Wednesday, June 17, 2015

Dr. Matthew Levitas ~ Is He the Unknown Graduate?

Last week, I shared a photo of an unknown graduate. This photograph has been kept by my mother-in-law's family for many decades - an academic graduation was a significant milestone for an immigrant Jewish family and the parents of this graduate likely shared this photograph with their extended family.

I am theorizing that this is a photograph of Matthew S. Levitas, a first cousin of my husband's grandmother. (I have written about him before.)

Matthew got a medical degree at the Long Island College of Medicine, served in  WWI, and became active in the V.F.W. and an advocate for veterans and Veterans' Hospitals.

I have found several newspaper articles about him, mostly in The Brooklyn Daily Eagle (which can be found at several websites, some free and some behind pay-walls). The following article, from September 8, 1946, (when he was about 54), has a photograph. I found this article at

Unknown Graduate

Although I have been unable to find an obituary for Dr. Levitas, this article shares more than what I knew before.

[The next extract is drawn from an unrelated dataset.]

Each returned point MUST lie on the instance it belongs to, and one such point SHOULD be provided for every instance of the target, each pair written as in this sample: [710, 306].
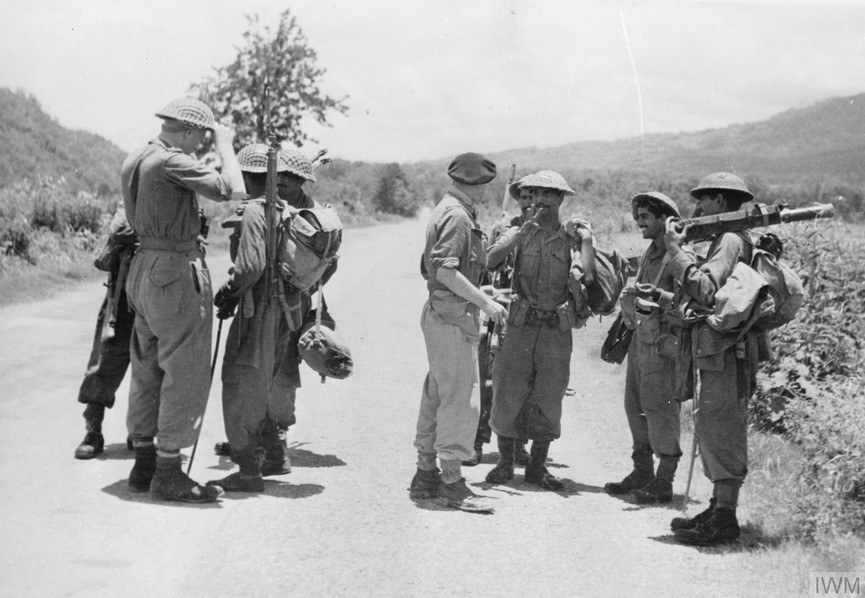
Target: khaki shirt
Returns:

Vets Honor Promoter of 'Private Doctor' Plan

  Dr. Matthew Levitas, newly-elected surgeon general of the Veteran of Foreign Wars, for a full decade has been a leading advocate of the plan jointly adopted last month by the Veterans Administration and the New York State Medical Society, which will permit war-disabled veterans to obtain treatment from physicians of their own choice, with the VA assuming the cost.
  As far back as 1936, when he became State Department surgeon of the V. F. W., Dr. Levitas, who lives at 7000 Bay Parkway, waged a one-man campaign for the plan, on the grounds that it affords better treatment for the veteran as well as representing an economy to the Government.
  "Inasmuch as veteran hopitalization and rehabilitation are two subjects with which the V. F. W. is vitally concerned," Dr. Levitas said, "I am glad that the plan has proved acceptable to the Government."
Sees Greater Benefits
  "It stands to reason that not only will the new arrangement relieve the strain on over-crowded veterans' hospitals, but it will prove of greater benefit to them. They physician will at no time lose contact with his patient, and the confidence instilled in the veteran will remain unshaken."
  Stating that he was not thoroughly conversant with the duties of his new office, Dr. Levitas declared that he thought they would include an inspection of the veterans' hospital facilities throughout the country. He expressed particular interest in the VA hospital to be constructed at Fort Hamilton, for which funds have been appropriated and a site selected.
  Another project in which Dr. Levitas has long been actively interested is the observance of the birthday of Florence Nightingale as a national holiday. He feels that the woman who laid the foundation of modern hospitals and nursing which saved the lives of many war veterans should be so commemorated.   Dr. Levitas is a graduate of City College and the Long Island College of Medicine. A veteran of World War I, he was born in Newark and was brought to Brooklyn at the age of 2. He served with the Transport Service Medical Corps, recrossed the Atlantic many times as a surgeon on army transports prior to being assigned to a base in France.
  At present he is on the surgical staff of Israel Zion Hospital and the Infants Home. He has contributed articles dealing with the anatomical distribution of pain to the American Medical Journal.


  1. Hi Elizabeth, Great article. I would love to see a close up of the left ears. They appear a bit different. The rest of the face looks like a good match.

    1. Jennifer, I was looking at the ears too. I will have to see if the images are good enough to zoom in for the detail. Thanks for the suggestion.